Caprichoso por demais

Dentro deste tema, que é contrário ao “relaxado”, lhes conto um causo verídico, ocorrido comigo e meu irmão já falecido

Acredito que esta expressão já esteja fora de moda. Ninguém mais procura casamento sob a condição de que a pretendida seja caprichosa. Os critérios da atualidade são outros bem diversos, até mesmo porque a maioria das mulheres nem lida mais com afazeres domésticos, pois trabalham fora, são empresárias, e muitos maridos é que viraram gestores do lar.

Pouca gente ainda exige do funcionário (empregada doméstica, pedreiro, peão caseiro, tratorista, alambrador, etc.) a condição fundamental de que tenha capricho especial para aquela lida peculiar. E sabem por quê? Porque hoje em dia está muito difícil encontrar quem esteja disposto a trabalhar em determinadas condições e tipos de serviço. O que mais se escuta é que não existe mais ninguém que queira trabalhar pra fora, por exemplo.

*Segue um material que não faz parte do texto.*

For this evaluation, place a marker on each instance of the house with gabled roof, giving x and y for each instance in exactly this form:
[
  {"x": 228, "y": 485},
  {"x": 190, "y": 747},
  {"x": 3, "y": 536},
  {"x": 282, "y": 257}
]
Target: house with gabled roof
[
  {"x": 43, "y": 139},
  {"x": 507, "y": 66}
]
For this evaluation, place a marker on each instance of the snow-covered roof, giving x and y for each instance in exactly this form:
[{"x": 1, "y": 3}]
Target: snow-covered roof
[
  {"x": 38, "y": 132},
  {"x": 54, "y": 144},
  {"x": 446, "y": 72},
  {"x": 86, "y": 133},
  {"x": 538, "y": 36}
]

Mas houve um tempo, quando os trabalhos manuais predominavam, em que essa condição fazia muita diferença: ferreiro, carpinteiro, marceneiro, mecânico automotivo, funileiro, costureira, etc. precisavam executar os seus serviços com esmero e muito capricho, para conquistar a clientela/freguesia.

Dentro deste tema, que é contrário ao “relaxado”, que antigamente, para alguns, era sinônimo de sujo, descuidado, imundo ou coisa que o valha, lhes conto um causo verídico, ocorrido comigo e meu irmão já falecido.

Nós éramos dois, criados lá por fora, até vir estudar na cidade, conforme acontecia nas décadas de 1960/70 com a gente do interior de Caçapava. Depois, segui a carreira militar, conhecendo e servindo pelo Brasil afora, e meu irmão se fixou em nossa propriedade no interior, lidando com a pecuária e a agricultura.

Os carros que eu possuía eram novos ou seminovos, e os dele, sempre mais antigos e mais rústicos, para aguentar a precariedade das estradas do nosso interior e carregar bugigangas e gêneros alimentícios. E ele nunca foi de cuidar muito das coisas, nunca foi muito caprichoso. Pelo contrário, carregava a fama de ser um tanto quanto “relaxadão” em tudo que fazia, não dispensando muito cuidado com os detalhes e com a limpeza.

Certa vez, o meu irmão adquiriu um automóvel Opala em bom estado. Quando cheguei à casa dele, a primeira coisa que fez foi me apresentar o carro recém-adquirido:

– Veja isto, “ermão”! – que era como ele me chamava – Agora sim, comprei um carro bom e pretendo cuidar dele com capricho. Já instalei um toca-fitas novo, tá bem cuidado por dentro, troquei o pneu de estepe e até mandei lavar. Este será para passeio da família, sempre em boas condições e limpinho.

Fiquei surpreso com a sua mudança de atitude e pelos procedimentos não usuais que ele estava adotando com aquele novo carro. Abrindo a tampa do porta-malas, forrado com carpete da cor beje, senti de imediato o forte  cheiro de esterco, e logo descobri que ali estava uma enorme quantidade de excrementos suínos, esparramados pelo assoalho.

– Mas que barbaridade! – me disse ele, envergonhado e sarcástico – Carreguei um porco cachaço que comprei ontem e não vi que e o bicho havia me cagado no carro novo.

Não demorou muito tempo para o carro recém-comprado estar do mesmo jeito dos outros que tivera, porque capricho não era um item que ele apreciasse em primeiro lugar.